On Friday 11 January 2008 02:55:25 Steve Fosdick wrote:
On Thu, 10 Jan 2008 21:42:28 -0200
"robert lazarski" <robertlazarski(a)gmail.com> wrote:
I converted the bass track off a midi file to
ogg, muting out all the
other tracks via timidity. The purpose being I'm about to buy some
monitor speakers and I'm deciding what low frequency range is
acceptable. I tried audacity and analyze-->plot spectrum, but I can't
get that to show me what the low end is doing (I'm sure I'm missing
something simple).
Interesting. I tried this too and, as you say, there is very little
resolution in the graph at the low end of the spectrum.
Anyways, here's a link. What frequency is
that bass around? How can I
measure that?
What I tried was importing the track into ardour, so I could play it with
output going to jack, starting jamin, then playing the track and watching
the HDEQ spectrum plot. From that the lowest peak seems to be around 50Hz.

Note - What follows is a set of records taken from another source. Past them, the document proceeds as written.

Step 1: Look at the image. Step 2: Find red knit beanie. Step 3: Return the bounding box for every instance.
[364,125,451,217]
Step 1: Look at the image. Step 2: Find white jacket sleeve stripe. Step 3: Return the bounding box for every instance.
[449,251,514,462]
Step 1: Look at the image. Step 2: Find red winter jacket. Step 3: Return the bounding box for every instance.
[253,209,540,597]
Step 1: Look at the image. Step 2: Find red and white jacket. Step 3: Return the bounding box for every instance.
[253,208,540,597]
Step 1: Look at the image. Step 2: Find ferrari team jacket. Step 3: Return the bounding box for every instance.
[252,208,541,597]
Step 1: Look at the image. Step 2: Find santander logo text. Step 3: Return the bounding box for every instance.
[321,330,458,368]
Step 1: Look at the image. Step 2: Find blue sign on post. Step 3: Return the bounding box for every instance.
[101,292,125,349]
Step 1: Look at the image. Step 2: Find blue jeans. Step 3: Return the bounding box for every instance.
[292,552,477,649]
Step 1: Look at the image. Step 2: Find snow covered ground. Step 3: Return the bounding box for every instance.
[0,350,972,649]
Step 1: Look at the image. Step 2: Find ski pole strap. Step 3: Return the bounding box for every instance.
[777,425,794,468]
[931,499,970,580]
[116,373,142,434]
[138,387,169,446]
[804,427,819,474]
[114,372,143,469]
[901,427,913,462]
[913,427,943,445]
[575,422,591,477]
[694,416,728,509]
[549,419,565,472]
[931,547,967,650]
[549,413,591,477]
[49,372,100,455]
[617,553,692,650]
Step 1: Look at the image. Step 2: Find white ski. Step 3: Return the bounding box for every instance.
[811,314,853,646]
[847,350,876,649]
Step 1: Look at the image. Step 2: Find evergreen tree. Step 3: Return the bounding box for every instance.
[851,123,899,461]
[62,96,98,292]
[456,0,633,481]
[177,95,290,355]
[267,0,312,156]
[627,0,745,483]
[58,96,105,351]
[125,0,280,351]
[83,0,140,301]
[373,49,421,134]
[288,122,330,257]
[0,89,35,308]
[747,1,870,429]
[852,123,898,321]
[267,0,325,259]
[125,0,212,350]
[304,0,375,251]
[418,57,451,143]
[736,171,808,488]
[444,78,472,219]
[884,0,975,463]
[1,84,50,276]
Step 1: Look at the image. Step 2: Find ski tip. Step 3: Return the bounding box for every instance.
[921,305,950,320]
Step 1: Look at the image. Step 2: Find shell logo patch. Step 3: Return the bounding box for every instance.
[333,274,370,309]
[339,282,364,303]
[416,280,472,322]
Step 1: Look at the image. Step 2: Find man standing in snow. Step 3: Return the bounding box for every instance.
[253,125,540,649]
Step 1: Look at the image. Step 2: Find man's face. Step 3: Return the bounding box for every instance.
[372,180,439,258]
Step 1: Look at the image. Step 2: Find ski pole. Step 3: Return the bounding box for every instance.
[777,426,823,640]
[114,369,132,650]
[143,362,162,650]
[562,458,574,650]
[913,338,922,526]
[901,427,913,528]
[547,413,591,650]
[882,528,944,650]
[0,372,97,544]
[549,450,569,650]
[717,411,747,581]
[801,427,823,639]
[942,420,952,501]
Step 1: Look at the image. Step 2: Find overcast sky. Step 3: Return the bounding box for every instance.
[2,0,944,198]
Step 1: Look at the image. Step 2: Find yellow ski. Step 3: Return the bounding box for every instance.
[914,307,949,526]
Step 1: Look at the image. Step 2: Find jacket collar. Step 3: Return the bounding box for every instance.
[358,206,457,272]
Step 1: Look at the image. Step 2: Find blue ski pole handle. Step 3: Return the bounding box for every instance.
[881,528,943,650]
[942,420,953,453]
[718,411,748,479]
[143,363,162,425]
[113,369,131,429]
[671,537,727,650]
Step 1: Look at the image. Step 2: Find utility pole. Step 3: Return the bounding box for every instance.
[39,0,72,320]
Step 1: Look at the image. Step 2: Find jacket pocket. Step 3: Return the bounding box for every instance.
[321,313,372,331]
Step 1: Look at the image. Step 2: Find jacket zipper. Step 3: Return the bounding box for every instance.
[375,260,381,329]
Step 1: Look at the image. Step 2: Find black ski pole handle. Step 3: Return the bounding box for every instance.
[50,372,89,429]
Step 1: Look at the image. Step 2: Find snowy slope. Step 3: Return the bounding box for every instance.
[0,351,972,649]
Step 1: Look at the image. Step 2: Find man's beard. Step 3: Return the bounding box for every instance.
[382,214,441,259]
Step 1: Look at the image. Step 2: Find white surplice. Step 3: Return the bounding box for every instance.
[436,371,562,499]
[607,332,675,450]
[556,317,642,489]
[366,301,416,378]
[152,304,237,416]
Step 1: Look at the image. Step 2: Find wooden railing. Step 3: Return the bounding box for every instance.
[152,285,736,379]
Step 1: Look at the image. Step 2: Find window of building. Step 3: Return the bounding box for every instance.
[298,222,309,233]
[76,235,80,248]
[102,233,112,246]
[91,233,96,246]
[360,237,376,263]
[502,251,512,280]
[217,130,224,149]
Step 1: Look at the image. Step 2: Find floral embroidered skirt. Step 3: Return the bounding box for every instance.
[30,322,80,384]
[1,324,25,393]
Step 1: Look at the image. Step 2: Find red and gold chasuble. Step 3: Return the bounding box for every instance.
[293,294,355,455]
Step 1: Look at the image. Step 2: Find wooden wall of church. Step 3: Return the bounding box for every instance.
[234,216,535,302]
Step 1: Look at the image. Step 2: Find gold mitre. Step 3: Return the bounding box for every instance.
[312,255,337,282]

As you have the original MIDI file you could so a quick sanity check of
this as that frequency would mean that the lowest note in that bass part
should be G1 or Ab1. There is a table of note to frequency values at:
http://www.phy.mtu.edu/~suits/notefreqs.html
HTH,
Steve.
_______________________________________________
Hi Steve
This app seems to be designed to find the eye lashes on gnats.
http://www.sonicvisualiser.org/
Sonic Visualiser contains features for the following:
Load audio files in WAV, Ogg and MP3 formats, and view their waveforms.
Look at audio visualisations such as spectrogram views, with interactive
adjustment of display parameters.
Annotate audio data by adding labelled time points and defining segments,
point values and curves.
Overlay annotations on top of one another with aligned scales, and overlay
annotations on top of waveform or spectrogram views.
View the same data at multiple time resolutions simultaneously (for close-up
and overview).
Run feature-extraction plugins to calculate annotations automatically, using
algorithms such as beat trackers, pitch detectors and so on.
Import annotation layers from various text file formats.
Import note data from MIDI files, view it alongside other frequency scales,
and play it with the original audio.
Play back the audio plus synthesised annotations, taking care to synchronise
playback with display.
Select areas of interest, optionally snapping to nearby feature locations, and
audition individual and comparative selections in seamless loops.
Time-stretch playback, slowing right down or speeding up to a tiny fraction or
huge multiple of the original speed while retaining a synchronised display.
Export audio regions and annotation layers to external files.
The design goals for Sonic Visualiser are:
To provide the best available core waveform and spectrogram audio
visualisations for use with substantial files of music audio data.
To facilitate ready comparisons between different kinds of data, for example
by making it easy to overlay one set of data on another, or display the same
data in more than one way at the same time.
To be straightforward. The user interface should be simpler to learn and to
explain than the internal data structures. In this respect, Sonic Visualiser
aims to resemble a consumer audio application.
To be responsive, slick, and enjoyable. Even if you have to wait for your
results to be calculated, you should be able to do something else with the
audio data while you wait. Sonic Visualiser is pervasively multithreaded,
loves multiprocessor and multicore systems, and can make good use of fast
processors with plenty of memory.
To handle large data sets. The work Sonic Visualiser does is intrinsically
processor-hungry and (often) memory-hungry, but the aim is to allow you to
work with long audio files on machines with modest CPU and memory where
reasonable. (Disk space is another matter. Sonic Visualiser eats that.)